Keflex(R) (cephalexin capsules, USP) is a third-generation cephalosporin antibiotic shown to be active against strains of both gram-positive and gram- negative aerobes in vitro and in clinical infections. Keflex is indicated for treatment of the following infections: respiratory tract infections, otitis media, skin and skin structure infections, bone infections, and genitourinary tract infections. More information on Keflex and prescribing information are available at http://www.middlebrookpharma.com/products_antibiotics/keflex_antibiotics.aspx.

This announcement contains forward-looking statements within the meaning of Section 27A of the Securities Act of 1933, as amended, and Section 21E of the Securities Exchange Act of 1934, as amended. These statements are based on MiddleBrook’s current expectations and assumptions. These statements are not guarantees of future performance and are subject to a number of risks and uncertainties that would cause actual results to differ materially from those anticipated. The words, “believe,” “expect,” “intend,” “anticipate,” and variations of such words, and similar expressions identify forward-looking statements, but their absence does not mean that the statement is not forward- looking. Statements in this announcement that are forward-looking include, but are not limited to, statements about the Company’s future development plans, clinical trials, potential commercial success, and any financial forecasts included in this announcement.

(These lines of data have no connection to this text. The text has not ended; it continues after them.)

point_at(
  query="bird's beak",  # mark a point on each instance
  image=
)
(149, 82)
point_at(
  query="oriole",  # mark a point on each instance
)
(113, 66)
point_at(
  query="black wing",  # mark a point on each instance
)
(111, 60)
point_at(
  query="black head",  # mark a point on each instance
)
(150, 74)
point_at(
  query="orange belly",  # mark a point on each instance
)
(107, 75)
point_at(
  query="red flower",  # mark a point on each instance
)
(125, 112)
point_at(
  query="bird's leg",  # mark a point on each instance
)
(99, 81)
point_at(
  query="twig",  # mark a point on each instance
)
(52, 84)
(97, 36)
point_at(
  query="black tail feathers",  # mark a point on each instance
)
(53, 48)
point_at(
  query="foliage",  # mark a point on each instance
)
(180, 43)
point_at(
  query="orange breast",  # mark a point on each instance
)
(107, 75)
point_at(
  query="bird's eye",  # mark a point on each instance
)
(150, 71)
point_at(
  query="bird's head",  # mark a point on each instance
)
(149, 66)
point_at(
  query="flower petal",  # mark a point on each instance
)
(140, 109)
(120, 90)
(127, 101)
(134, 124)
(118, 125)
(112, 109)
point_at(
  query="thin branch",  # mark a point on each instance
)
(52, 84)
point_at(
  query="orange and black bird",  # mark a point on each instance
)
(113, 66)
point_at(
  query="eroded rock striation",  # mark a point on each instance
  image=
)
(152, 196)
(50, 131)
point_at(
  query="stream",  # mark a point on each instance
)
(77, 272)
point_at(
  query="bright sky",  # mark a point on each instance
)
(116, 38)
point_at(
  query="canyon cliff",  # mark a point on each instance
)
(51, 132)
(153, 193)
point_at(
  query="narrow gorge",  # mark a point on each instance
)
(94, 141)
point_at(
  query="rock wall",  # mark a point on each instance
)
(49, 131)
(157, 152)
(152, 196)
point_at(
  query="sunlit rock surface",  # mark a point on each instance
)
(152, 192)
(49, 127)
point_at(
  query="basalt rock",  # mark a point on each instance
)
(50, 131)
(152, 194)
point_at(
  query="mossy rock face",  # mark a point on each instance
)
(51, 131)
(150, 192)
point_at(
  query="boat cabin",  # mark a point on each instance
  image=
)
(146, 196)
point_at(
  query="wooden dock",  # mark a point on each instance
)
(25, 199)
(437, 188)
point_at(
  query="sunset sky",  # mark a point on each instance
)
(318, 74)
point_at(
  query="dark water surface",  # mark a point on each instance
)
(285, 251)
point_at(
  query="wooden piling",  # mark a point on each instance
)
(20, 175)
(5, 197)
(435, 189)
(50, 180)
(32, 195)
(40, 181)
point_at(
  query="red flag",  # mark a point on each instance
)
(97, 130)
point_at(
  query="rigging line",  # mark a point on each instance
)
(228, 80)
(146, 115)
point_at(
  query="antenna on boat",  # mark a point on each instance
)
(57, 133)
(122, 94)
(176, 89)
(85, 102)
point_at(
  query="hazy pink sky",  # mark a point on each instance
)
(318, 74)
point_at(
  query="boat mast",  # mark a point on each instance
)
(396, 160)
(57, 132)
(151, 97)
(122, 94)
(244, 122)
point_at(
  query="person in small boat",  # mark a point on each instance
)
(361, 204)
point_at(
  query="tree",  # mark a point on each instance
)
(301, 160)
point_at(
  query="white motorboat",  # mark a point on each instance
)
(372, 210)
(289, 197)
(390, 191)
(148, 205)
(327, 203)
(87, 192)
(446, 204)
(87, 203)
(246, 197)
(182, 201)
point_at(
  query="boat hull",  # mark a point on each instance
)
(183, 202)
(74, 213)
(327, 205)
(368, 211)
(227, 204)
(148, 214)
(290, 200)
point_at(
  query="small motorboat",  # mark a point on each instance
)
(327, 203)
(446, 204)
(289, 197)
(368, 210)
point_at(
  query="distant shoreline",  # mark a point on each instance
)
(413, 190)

The actual results realized by MiddleBrook could differ materially from these forward-looking statements, depending in particular upon the risks and uncertainties described in the Company’s filings with the Securities and Exchange Commission. These include, without limitation, risks and uncertainties relating to the Company’s financial results and the ability of the Company to (1) raise additional capital and continue as a going concern, (2) increase Keflex 750 sales, (3) obtain FDA approval for its Amoxicillin PULSYS product candidate, (4) successfully reduce costs, (5) reach profitability, (6) prove that the preliminary findings for its product candidates are valid, (7) receive required regulatory approvals, (8) successfully conduct clinical trials in a timely manner, (9) establish its competitive position for its products, (10) develop and commercialize products that are superior to existing or newly developed competitor products, (11) develop products without any defects, (12) have sufficient capital resources to fund its operations, (13) protect its intellectual property rights and patents, (14) implement its sales and marketing strategy, (15) successfully attract and retain collaborative partners, (16) successfully commercialize and gain market acceptance for its Keflex products, (17) successfully obtain sufficient manufactured quantities of its drug products at acceptable rates, and (18) retain its senior management and other personnel. Existing and prospective investors are cautioned not to place undue reliance on these forward-looking statements, which speak only as of today’s date. MiddleBrook undertakes no obligation to update or revise the information in this announcement, whether as a result of new information, future events or circumstances or otherwise.